Setting up exchange manager

Use the trino-exchange-manager configuration classification to configure an exchange manager. This classification internally creates a etc/exchange-manager.properties configuration file on the coordinator and all worker nodes. The classification also sets exchange-manager.name configuration property to filesystem.

By default, Amazon EMR releases 6.9.0 and later use HDFS as an exchange manager. HDFS is available in the Amazon EMR EC2 clusters, and spooling occurs in the trino-exchange/ directory by default. To use the default settings, set the following configuration:

{"Classification": "trino-exchange-manager" }

If you want to provide a custom location, set the following properties in the trino-exchange-manager classification:

  • Set exchange.use-local-hdfs to true.

  • Set exchange.base-directories to the custom directory location in HDFS, for example, exchange.base-directories=/exchange.
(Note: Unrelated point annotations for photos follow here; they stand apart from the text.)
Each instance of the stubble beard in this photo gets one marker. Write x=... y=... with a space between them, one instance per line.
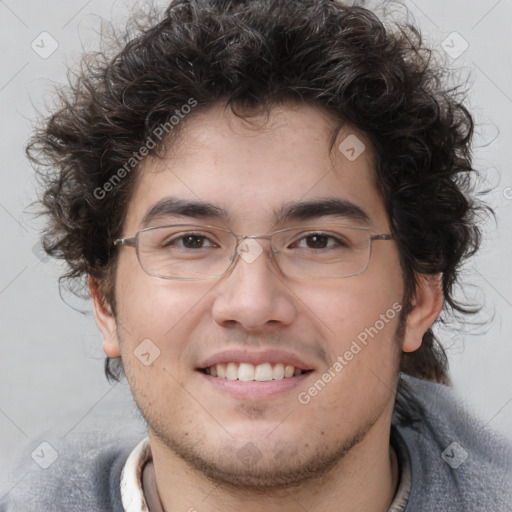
x=277 y=471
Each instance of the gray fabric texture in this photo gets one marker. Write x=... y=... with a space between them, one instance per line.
x=474 y=475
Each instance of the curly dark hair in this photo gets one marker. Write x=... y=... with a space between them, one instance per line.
x=251 y=55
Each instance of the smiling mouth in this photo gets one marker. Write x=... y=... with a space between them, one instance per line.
x=249 y=372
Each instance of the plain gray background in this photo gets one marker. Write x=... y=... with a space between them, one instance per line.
x=51 y=364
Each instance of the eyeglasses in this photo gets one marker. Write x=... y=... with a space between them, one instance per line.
x=194 y=252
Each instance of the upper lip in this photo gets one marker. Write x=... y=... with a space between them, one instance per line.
x=273 y=356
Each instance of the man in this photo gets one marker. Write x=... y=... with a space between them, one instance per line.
x=269 y=201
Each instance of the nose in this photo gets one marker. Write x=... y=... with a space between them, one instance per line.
x=253 y=295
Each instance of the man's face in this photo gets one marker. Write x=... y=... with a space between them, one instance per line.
x=260 y=433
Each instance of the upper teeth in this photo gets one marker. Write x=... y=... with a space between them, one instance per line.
x=247 y=371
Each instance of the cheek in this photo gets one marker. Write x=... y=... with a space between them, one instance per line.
x=154 y=308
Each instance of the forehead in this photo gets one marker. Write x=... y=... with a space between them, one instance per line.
x=253 y=168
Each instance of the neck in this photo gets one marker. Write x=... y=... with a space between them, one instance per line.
x=366 y=478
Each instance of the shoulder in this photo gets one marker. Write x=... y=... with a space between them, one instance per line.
x=79 y=470
x=457 y=463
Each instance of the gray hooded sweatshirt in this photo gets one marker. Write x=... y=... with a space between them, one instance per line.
x=456 y=464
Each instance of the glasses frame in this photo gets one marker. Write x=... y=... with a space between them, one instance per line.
x=134 y=242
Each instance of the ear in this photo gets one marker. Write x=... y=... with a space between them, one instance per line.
x=105 y=320
x=426 y=307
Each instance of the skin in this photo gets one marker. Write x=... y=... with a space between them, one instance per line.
x=334 y=450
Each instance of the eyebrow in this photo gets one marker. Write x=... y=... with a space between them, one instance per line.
x=297 y=211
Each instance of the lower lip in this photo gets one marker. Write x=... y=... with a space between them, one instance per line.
x=253 y=389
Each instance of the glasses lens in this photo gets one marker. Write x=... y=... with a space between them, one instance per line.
x=185 y=251
x=332 y=251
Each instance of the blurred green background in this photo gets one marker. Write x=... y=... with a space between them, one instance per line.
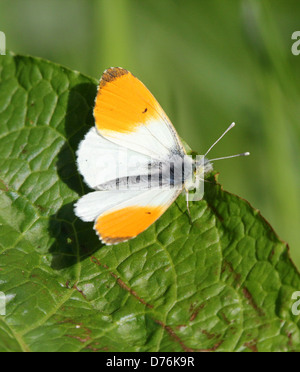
x=208 y=63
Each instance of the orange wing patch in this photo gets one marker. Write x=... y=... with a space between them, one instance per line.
x=123 y=103
x=126 y=223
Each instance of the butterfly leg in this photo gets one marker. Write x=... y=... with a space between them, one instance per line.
x=187 y=204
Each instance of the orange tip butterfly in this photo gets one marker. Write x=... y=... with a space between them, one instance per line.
x=134 y=160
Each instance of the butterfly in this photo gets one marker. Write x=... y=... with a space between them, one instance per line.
x=134 y=160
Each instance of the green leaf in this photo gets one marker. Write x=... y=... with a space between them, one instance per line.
x=223 y=282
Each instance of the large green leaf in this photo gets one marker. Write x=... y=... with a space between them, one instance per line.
x=223 y=282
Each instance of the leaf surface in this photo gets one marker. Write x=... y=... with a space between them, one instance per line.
x=222 y=283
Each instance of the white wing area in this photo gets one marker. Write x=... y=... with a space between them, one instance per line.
x=100 y=160
x=156 y=138
x=92 y=205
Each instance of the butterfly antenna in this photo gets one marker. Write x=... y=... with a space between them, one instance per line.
x=231 y=156
x=227 y=130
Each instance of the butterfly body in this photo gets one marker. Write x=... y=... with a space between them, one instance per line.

If the custom directory isn't already in HDFS, Amazon EMR will create it.

HDFS exchange manager configurations

Based on internal testing results, we recommend that you spool to local HDFS for better query performance in comparison to other cloud-based file systems. You can set the following configurations for the exchange manager with HDFS.

Configuration Description Default setting

exchange.hdfs.block-size

Block size for HDFS storage

4 MB

hdfs.config.resources

List of file paths to configure HDFS

If exchange.use-local-hdfs is true, uses the paths to core-site.xml, hdfs-site.xml files; otherwise null

For additional fault-tolerant execution configuration properties, and for information on how to set up Amazon S3 or other Amazon S3 compatible systems for spooling, see the Fault-tolerant execution page of the Trino documentation.

Considerations and limitations

  • If you enable fault-tolerant execution, it disables write operations for connectors that do not support write when retry-policy is set. As of Amazon EMR release 6.9.0, Delta Lake, Hive and Iceberg connectors support write operations with retry-policy.

  • If you use exchange manager and perform expensive I/O operations, your queries may experience degraded performance while exchange manager spools the intermediate data to external storage.